Responsabilidade dos diretores na Holanda

Introdução

A criação de uma empresa é uma atividade atraente para muitas pessoas e traz várias vantagens. No entanto, o que (futuros) empreendedores parecem subestimar é o fato de que a fundação de uma empresa também traz desvantagens e riscos. Quando uma empresa é fundada na forma de uma pessoa jurídica, o risco de responsabilidade dos conselheiros está presente.

Uma entidade legal é um órgão jurídico separado com personalidade jurídica. Portanto, uma entidade legal é capaz de executar ações legais. Para conseguir isso, a entidade legal precisa de ajuda. Como a entidade legal existe apenas no papel, ela não pode operar em si mesma. A pessoa jurídica deve ser representada por uma pessoa singular. Em princípio, a pessoa jurídica é representada pelo conselho de administração. Os diretores podem executar ações legais em nome da entidade legal. O diretor vincula apenas a entidade legal a essas ações. Em princípio, um diretor não é responsável pelas dívidas da pessoa jurídica com seus bens pessoais. No entanto, em alguns casos, a responsabilidade dos diretores pode ocorrer; nesse caso, o diretor será pessoalmente responsável. Existem dois tipos de responsabilidade dos diretores: responsabilidade interna e externa. Este artigo discute os diferentes motivos de responsabilidade dos diretores.

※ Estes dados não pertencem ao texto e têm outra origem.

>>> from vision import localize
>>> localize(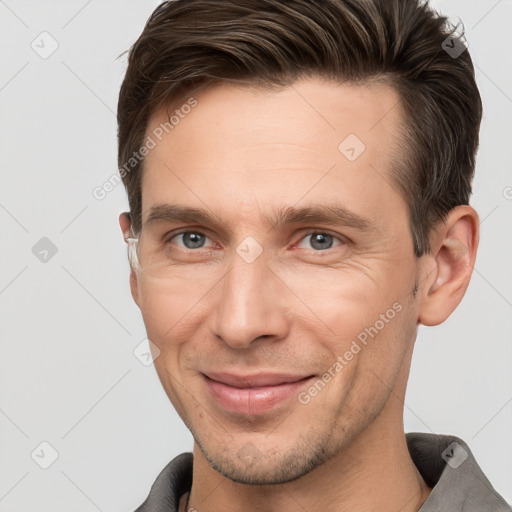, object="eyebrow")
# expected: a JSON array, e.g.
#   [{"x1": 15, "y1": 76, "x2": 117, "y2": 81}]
[{"x1": 146, "y1": 203, "x2": 376, "y2": 234}]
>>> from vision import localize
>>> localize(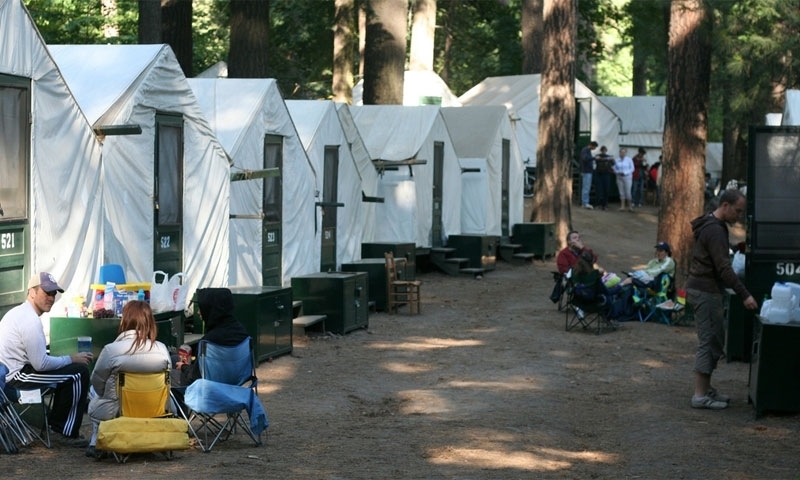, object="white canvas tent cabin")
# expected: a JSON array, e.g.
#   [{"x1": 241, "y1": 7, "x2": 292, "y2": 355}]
[
  {"x1": 599, "y1": 95, "x2": 667, "y2": 165},
  {"x1": 458, "y1": 74, "x2": 620, "y2": 166},
  {"x1": 336, "y1": 103, "x2": 383, "y2": 243},
  {"x1": 286, "y1": 100, "x2": 366, "y2": 272},
  {"x1": 50, "y1": 45, "x2": 230, "y2": 295},
  {"x1": 442, "y1": 105, "x2": 524, "y2": 239},
  {"x1": 0, "y1": 0, "x2": 103, "y2": 326},
  {"x1": 353, "y1": 70, "x2": 461, "y2": 107},
  {"x1": 350, "y1": 105, "x2": 461, "y2": 249},
  {"x1": 189, "y1": 78, "x2": 319, "y2": 287}
]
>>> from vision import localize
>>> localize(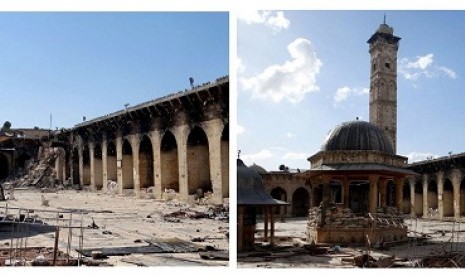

Responsabilidade interna dos diretores

Responsabilidade interna significa que um diretor será considerado responsável pela própria entidade legal. A responsabilidade interna deriva do artigo 2: 9 do Código Civil holandês. Um diretor pode ser responsabilizado internamente quando ele desempenhou suas tarefas de forma inadequada. O cumprimento impróprio de tarefas é assumido quando uma acusação severa pode ser feita contra o diretor. Isso é baseado no artigo 2: 9 do Código Civil Holandês. Além disso, o diretor não pode ter sido negligente ao tomar medidas para prevenir a ocorrência de gestão indevida. Quando falamos de uma acusação severa? De acordo com a jurisprudência, isso deve ser avaliado levando-se em consideração todas as circunstâncias do caso. [1]

A prática de atos contrários aos estatutos da pessoa jurídica é considerada circunstância pesada. Se for este o caso, a responsabilidade dos administradores será, em princípio, assumida. No entanto, um diretor pode apresentar fatos e circunstâncias que indiquem que atuar de forma contrária ao contrato social não causa uma acusação grave. Se for esse o caso, o juiz deve incluir isso explicitamente em seu julgamento. [2]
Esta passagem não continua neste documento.